Há uma diferença enorme entre os primeiros Dardenne e um filme como Dois Dias, Uma Noite. A ferocidade, quase selvática, com que se filmava a luta pela sobrevivência dos deserdados, dos “olvidados” e demais abandonados (de que Rosetta, filme tão abstracto e tão concreto em simultâneo, continuará a ser exemplo maior) converteu-se aos trâmites do “melodrama social”, numa tepidez que praticamente reduz tudo ao “tema” e à discussão temática.

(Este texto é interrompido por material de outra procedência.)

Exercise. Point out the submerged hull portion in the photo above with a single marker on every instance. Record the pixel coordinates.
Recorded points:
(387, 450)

No papel está tudo certo: a ideia é boa, enquanto reflexo da “crise” vigente na Europa contemporânea e do seu efeito devastador ao nível das relações humanas, virando iguais contra iguais (no caso, os trabalhadores da mesma fábrica), impossibilitando a “união” (também no sentido “sindical” do termo) e gerando já não a “luta de classes” mas a luta “dentro da classe” por coisas tão básicas como um posto de trabalho.

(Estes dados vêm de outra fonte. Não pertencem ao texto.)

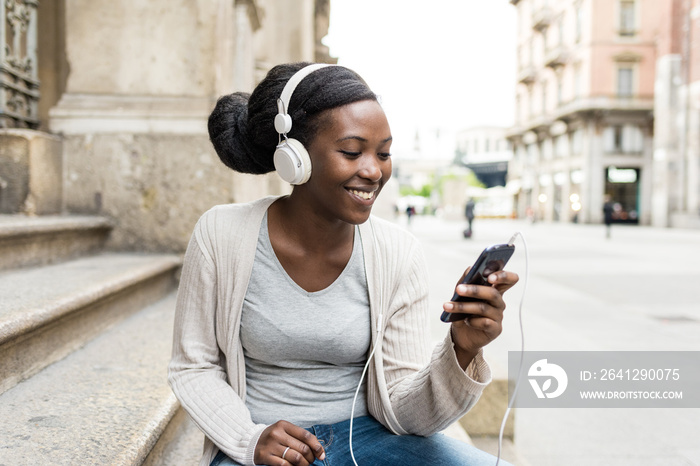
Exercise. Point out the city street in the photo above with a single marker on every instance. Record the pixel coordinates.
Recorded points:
(638, 290)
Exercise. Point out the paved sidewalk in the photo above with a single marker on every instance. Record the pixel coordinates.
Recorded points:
(638, 290)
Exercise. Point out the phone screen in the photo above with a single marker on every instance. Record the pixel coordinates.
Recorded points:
(491, 259)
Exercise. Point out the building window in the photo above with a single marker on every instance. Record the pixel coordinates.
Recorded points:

É o ponto de partida do filme: Marion Cotillard (que não tem mal nenhum em si mesma, mas é uma vedeta, um rosto reconhecível, que anula o efeito que tinham os rostos desconhecidos protagonistas de outros Dardennes) precisa de convencer, um a um, os seus colegas de trabalho a abdicarem de receber um prémio de produtividade e a escolherem, em vez disso, a manutenção do emprego dela — porque o patrão ou paga os prémios ou despede uma pessoa. Tarefa hercúlea — são “16 trabalhos” e 16 colegas — que o filme segue numa sucessão de encontros, maneira também de dar, em “radiografia”, uma perspectiva do panorama laboral na Bélgica actual (estamos, como habitual nos Dardenne, na zona de Liège). Também por isso, Dois Dias, Uma Noite resulta esquemático, arrefecido, sem intensidade nenhuma, nem ao nível das personagens nem ao nível da condução narrativa.

O espectador vai reconhecendo a justeza da “mensagem” e a inteligência do propósito mas não tem, verdadeiramente, razão para muito mais do que esse reconhecimento (e há uma banalidade na mise en scène, uma “linha branca”, que até nos faz ter saudades do frenesi da “câmara-lapa”, colada à pele dos actores, que já foi trademark dos irmãos). Restam três, quatro momentos breves e fugidios — três ou quatro pausas (as cenas no carro), mais a tentativa de suicídio (“Acabei de engolir uma caixa de Xanax”) resolvida, muito bem, em elipse muito mais cómica do que dramática. E, fora a discussão temática, é quase tudo.